Namun perusahaan SpaceX atau Space Exploration Technologies, perusahaan yang ditemukan dan dimiliki oleh pengusaha teknologi Elon Musk telah mengalami dua kegagalan sebelumnya dalam percobaan pendaratan di sebuah landasan di lautan. Demikian seperti dilansir Reuters, Senin (29/6/2015).
SCROLL TO CONTINUE WITH CONTENT
Penyebab ledakan roket pada insiden Minggu (28/6) ini belum diketahui pasti.
"Ini merupakan pukulan telak bagi kami. Kami kehilangan banyak perlengkapan penelitian dalam penerbangan ini," ujar salah satu pejabat NASA, Bill Gerstenmaier dalam konferensi pers.
Presiden SpaceX, Gwynne Shotwell menuturkan, penyelidikan atas insiden ini akan berdampak pada pengistirahatan roket Falcon 9 selama beberapa bulan ke depan.

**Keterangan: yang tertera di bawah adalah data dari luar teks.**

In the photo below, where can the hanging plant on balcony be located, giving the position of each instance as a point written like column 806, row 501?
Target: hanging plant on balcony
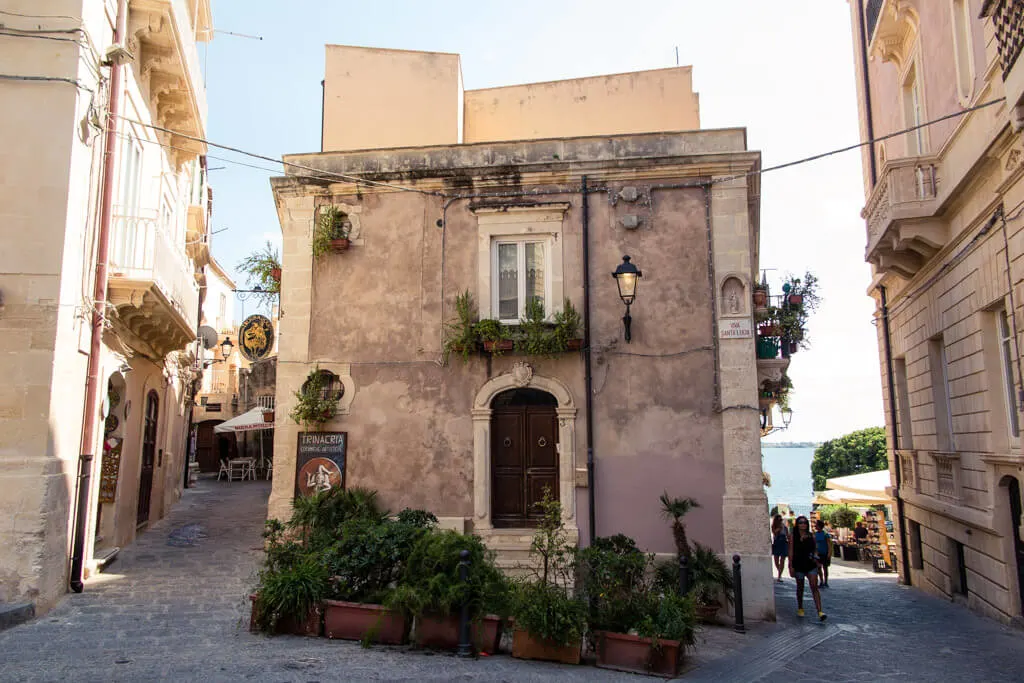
column 262, row 270
column 461, row 335
column 496, row 337
column 800, row 301
column 331, row 231
column 314, row 406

Secara terpisah, Musk menuturkan, analisis awal mengindikasikan adanya masalah pada mesin bagian atas roket. Rencananya, roket yang memiliki ketinggian 14 lantai ini, akan mendarat di landasan khusus yang dipasang di Samudera Atlantik. Namun ternyata roket meledak di udara sebelum mencapai tujuan. Kini, tim pencari tengah berusaha mengumumkan puing-puing roket untuk dianalisis lebih lanjut. (nvc/ita)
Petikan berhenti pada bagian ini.